I talked to an acquaintance really that isn’t tech savy, and explained why stronger encryption usually doesn’t help because the implementation and usage is usually the problem. Imagine the following scenario:
* Front door locked, key under the mat, someone goes in and robs the home blind.
* They respond by changing the locks. Crook comes, gets key from under the mat, and robs them blind.
* They respond by adding a deadbolt, crook comes and gets key from under the mat and robs them blind.
* They respond by adding an alarm, the crook comes, gets key from under the mat, sees disarm code written down under the mat, disarms the alarm and robs them blind.

It could go on and on. Point being, one must fix what is actually exploited. Upping encryption strength does little if it was broken by keystroke logging, SSL won’t help if it was stolen insecure at rest, protection of personal information won’t help if the fraudster uses legitiate work access to get it, and so on.

Happy squid day.

Wayne March 5, 2010 2:42 PM

I have conditioned my eyes to ignore any squid blogging so I don’t even notice it anymore. As long as Bruce keeps sharing his wealth of security knowledge pool I am a happy reader:)

jgreco March 5, 2010 3:00 PM

Huh? I thought this was a squid blog that happened to also have cryptography posts. ;P

Seriously though, I love coming in to work on monday and reading the squid posts. I think they act as ‘bookends’ for all of the posts that week, if that makes any sense.

Nobody Special March 5, 2010 4:42 PM

I see you have adapted well to working in Britain.

Mustn’t grumble, it all be all right, worse things happen at sea, …..

Donald Johnston March 5, 2010 7:25 PM

You’re one serious looking dude in that photo.
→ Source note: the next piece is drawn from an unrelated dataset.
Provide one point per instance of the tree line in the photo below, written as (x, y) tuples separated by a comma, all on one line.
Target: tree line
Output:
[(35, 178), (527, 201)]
The SSL issue is a bit of “security through obscurity” … i.e. there is so much online traffic the odds you get hit are minimal. So many stories have come out about hundreds of thousands of credit card numbers being lost when a company’s server was hacked that you’d think everyone now knows where the weakest link is. From the “bad guys” point of view he/she has potentially a larger ROI by hacking the web site (100,000+ credit cards) versus hacking an SSL link (1 credit card).

yt March 6, 2010 4:41 AM

@Petréa Mitchell: I got the same ad. I was amused.

We hear so much about the trade-off between security and privacy, when the real issue is apparently the trade-off between security and squid.

Ryan March 8, 2010 4:16 AM

“SSL doesn’t matter.”
There have not been eavesdropper or man-in-the middle attacks BECAUSE we use SSL (TLS). If there would be successful attacks against SSL there would surely be more breaches than there are today.